Si la dignidad humana no tiene una existencia real, objetiva y propia, entonces
el amor no existe, porque el amor y el valor son realidades correlativas, no se
ama lo que no vale.
Aquí se ve con toda claridad que la moral, que es la
vida del amor, se funda necesariamente en la dignidad o valor de la persona
humana. No sólo eso, sino que, si la dignidad humana es objetiva (existe
realmente), entonces se sigue necesariamente que la moral es objetiva, no
relativa, que los principios morales son objetivos, no relativos.
Es
por ello que una "moral" relativista es una contradicción en términos
y una "moral" utilitarista es una aberración ética. En ambos casos
terminan los fuertes, los que tienen poder, voz y voto, oprimiendo a los
débiles: los pobres, los marginados, los inmigrantes, los ancianos, los
enfermos, los niños no nacidos. Ello ocurre no sólo en sociedades totalitarias,
sino también en sociedades democráticas.

Especialmente, en un país que dice ser mayoritariamente católico, causa
admiración el mutismo y condescendencia generalizada frente a estos temas. Sin
embargo, el tiempo de Adviento se nos viene como una campanada de esperanza y
la Navidad que se acerca nos renueva como un signo de luz y de vida.
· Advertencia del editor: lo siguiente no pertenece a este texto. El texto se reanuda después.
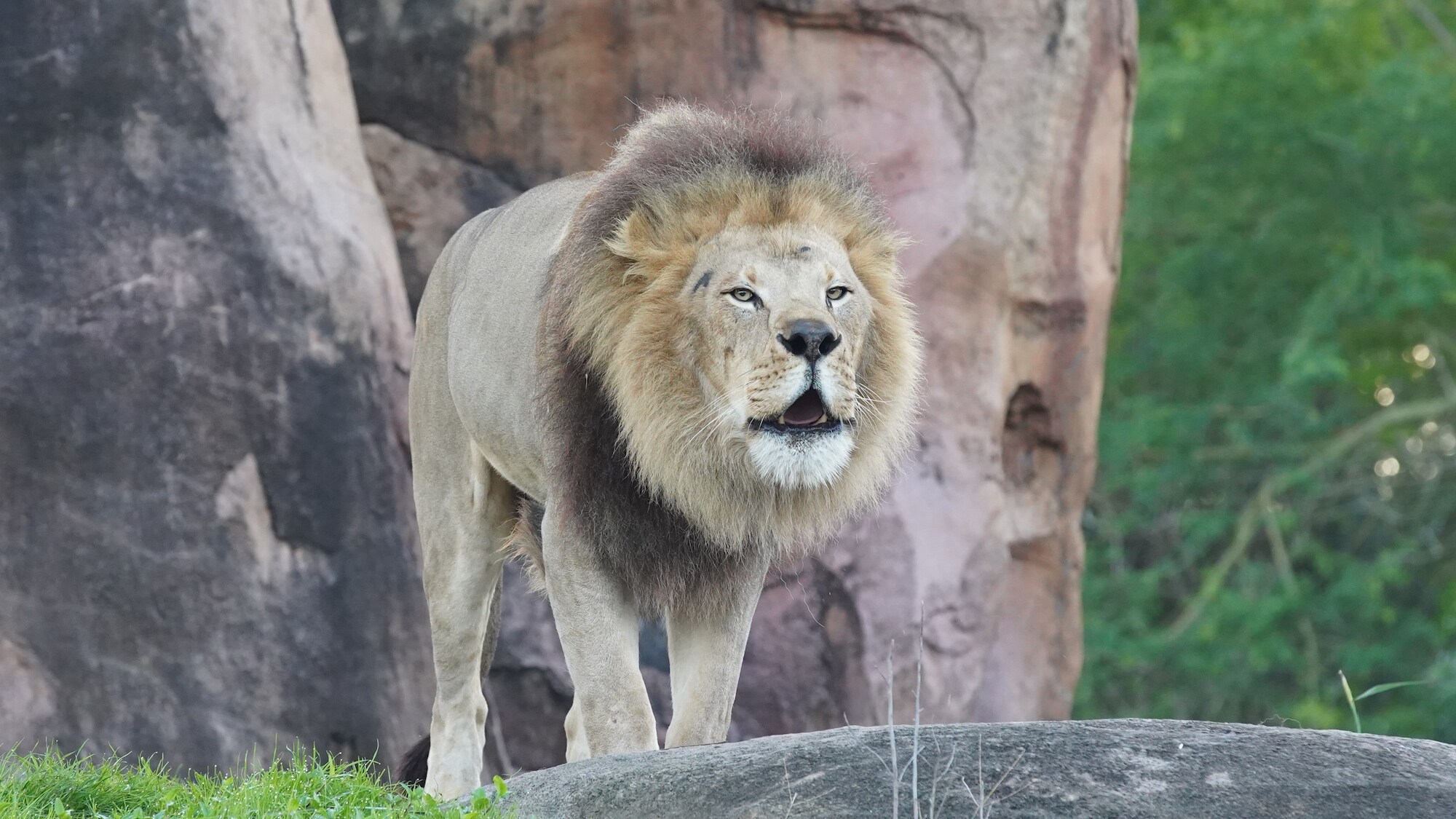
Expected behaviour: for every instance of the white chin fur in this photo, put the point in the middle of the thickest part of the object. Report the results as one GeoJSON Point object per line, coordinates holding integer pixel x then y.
{"type": "Point", "coordinates": [800, 462]}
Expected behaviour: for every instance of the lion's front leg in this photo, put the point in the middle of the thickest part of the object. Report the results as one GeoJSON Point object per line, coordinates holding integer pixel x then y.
{"type": "Point", "coordinates": [705, 650]}
{"type": "Point", "coordinates": [462, 534]}
{"type": "Point", "coordinates": [598, 625]}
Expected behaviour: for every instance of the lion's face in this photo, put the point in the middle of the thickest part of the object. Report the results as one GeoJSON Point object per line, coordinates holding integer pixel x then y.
{"type": "Point", "coordinates": [780, 320]}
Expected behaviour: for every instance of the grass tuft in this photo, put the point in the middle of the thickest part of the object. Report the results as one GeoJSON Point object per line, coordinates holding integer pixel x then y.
{"type": "Point", "coordinates": [58, 786]}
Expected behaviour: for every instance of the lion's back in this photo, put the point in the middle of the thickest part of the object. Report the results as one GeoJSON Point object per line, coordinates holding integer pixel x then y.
{"type": "Point", "coordinates": [486, 293]}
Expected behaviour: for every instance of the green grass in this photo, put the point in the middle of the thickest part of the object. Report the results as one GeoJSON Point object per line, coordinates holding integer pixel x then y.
{"type": "Point", "coordinates": [55, 786]}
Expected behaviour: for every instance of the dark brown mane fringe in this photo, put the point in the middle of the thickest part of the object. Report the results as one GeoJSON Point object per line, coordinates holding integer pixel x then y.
{"type": "Point", "coordinates": [697, 143]}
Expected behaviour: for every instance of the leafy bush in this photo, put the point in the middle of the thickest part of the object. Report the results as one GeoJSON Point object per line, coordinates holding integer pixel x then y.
{"type": "Point", "coordinates": [1278, 478]}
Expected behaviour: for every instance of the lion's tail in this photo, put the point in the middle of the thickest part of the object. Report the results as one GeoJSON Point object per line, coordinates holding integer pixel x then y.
{"type": "Point", "coordinates": [525, 542]}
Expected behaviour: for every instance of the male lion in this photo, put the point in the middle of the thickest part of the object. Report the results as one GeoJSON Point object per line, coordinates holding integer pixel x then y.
{"type": "Point", "coordinates": [653, 382]}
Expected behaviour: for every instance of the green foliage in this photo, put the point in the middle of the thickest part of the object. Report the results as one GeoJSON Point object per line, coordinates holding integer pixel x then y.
{"type": "Point", "coordinates": [1279, 349]}
{"type": "Point", "coordinates": [53, 786]}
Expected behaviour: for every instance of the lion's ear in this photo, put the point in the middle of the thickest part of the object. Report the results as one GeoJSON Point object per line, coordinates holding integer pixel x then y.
{"type": "Point", "coordinates": [631, 240]}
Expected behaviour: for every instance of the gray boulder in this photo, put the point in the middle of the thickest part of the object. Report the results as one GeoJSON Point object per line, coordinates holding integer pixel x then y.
{"type": "Point", "coordinates": [1085, 769]}
{"type": "Point", "coordinates": [206, 534]}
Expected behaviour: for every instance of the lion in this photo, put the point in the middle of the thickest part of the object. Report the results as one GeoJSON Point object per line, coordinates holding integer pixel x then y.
{"type": "Point", "coordinates": [653, 382]}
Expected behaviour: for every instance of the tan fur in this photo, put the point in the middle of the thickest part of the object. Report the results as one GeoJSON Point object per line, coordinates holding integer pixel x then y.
{"type": "Point", "coordinates": [577, 357]}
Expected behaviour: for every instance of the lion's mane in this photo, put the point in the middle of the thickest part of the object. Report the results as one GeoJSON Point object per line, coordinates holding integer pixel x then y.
{"type": "Point", "coordinates": [665, 515]}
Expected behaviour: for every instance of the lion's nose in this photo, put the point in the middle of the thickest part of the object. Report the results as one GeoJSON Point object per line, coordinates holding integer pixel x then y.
{"type": "Point", "coordinates": [810, 339]}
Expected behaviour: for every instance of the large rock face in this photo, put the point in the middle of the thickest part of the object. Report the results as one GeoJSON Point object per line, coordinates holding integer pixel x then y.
{"type": "Point", "coordinates": [1097, 769]}
{"type": "Point", "coordinates": [998, 132]}
{"type": "Point", "coordinates": [429, 196]}
{"type": "Point", "coordinates": [206, 534]}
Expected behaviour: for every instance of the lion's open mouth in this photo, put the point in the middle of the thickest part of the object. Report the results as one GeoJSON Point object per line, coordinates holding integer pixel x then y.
{"type": "Point", "coordinates": [807, 414]}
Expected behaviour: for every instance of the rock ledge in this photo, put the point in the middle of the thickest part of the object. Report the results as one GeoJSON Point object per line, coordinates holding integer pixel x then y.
{"type": "Point", "coordinates": [1104, 768]}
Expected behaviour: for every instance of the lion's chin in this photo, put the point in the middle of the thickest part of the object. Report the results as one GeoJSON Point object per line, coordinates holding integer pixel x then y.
{"type": "Point", "coordinates": [802, 459]}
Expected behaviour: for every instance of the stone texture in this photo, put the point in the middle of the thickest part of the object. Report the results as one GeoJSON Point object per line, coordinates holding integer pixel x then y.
{"type": "Point", "coordinates": [429, 196]}
{"type": "Point", "coordinates": [1094, 769]}
{"type": "Point", "coordinates": [998, 132]}
{"type": "Point", "coordinates": [206, 537]}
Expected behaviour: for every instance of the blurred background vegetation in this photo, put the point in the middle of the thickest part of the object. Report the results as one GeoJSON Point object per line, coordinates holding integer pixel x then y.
{"type": "Point", "coordinates": [1278, 480]}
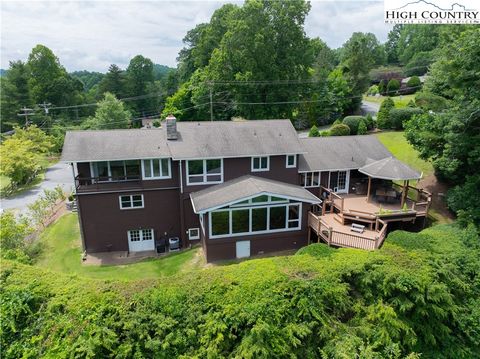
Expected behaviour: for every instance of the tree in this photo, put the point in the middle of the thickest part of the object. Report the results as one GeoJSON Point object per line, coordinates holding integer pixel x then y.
{"type": "Point", "coordinates": [391, 46]}
{"type": "Point", "coordinates": [358, 56]}
{"type": "Point", "coordinates": [139, 77]}
{"type": "Point", "coordinates": [19, 162]}
{"type": "Point", "coordinates": [15, 94]}
{"type": "Point", "coordinates": [392, 87]}
{"type": "Point", "coordinates": [114, 82]}
{"type": "Point", "coordinates": [451, 139]}
{"type": "Point", "coordinates": [383, 116]}
{"type": "Point", "coordinates": [110, 114]}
Se espera a un niño que va a nacer y, junto a él, el
mundo queda en silencio y admiración. En los días que nos separan de la Noche
Buena, el niño está todavía en el vientre de su Madre, es el niño por nacer.
Gracias a que hace poco más de 2000 años, una joven sencilla aceptó el don de
la vida, a pesar del peligro que corría, a pesar del misterio. Ella dijo sí a
Dios. Permitió que ese niño naciera. Tuvo esperanza y se sostuvo en el amor.
Confió en Dios y supo esperar en él. Todo estaba en su contra, estaba
embarazada y era virgen. En esa época se apedreaba a las mujeres adúlteras.
Podía ser abandonada por su marido, quedaba expuesta a la soledad y a la
venganza de la gente de su tiempo, pero ella dijo sí para regalarnos la primera
Navidad.
Hoy, por mucho menos, se pierde la esperanza y hasta
se aborta a los niños negándoles la oportunidad de vivir. Se ponen muchas
excusas de diferentes motivos: políticos, económicos, sociales, familiares, y
de todo tipo para abandonarse en la desesperanza y perder la fe, siendo
indiferentes ante el sufrimiento de los inocentes.
Frente a tanta indolencia, frente a tanto miedo de
amar, la respuesta está en el niño que nace en un pesebre. Allí, en su
presencia, está el triunfo del bien sobre el mal, del amor sobre el egoísmo, el
triunfo de la dignidad humana sobre la miseria.
Gracias a que ese Niño nace, podemos seguir esperando, podemos seguir amando.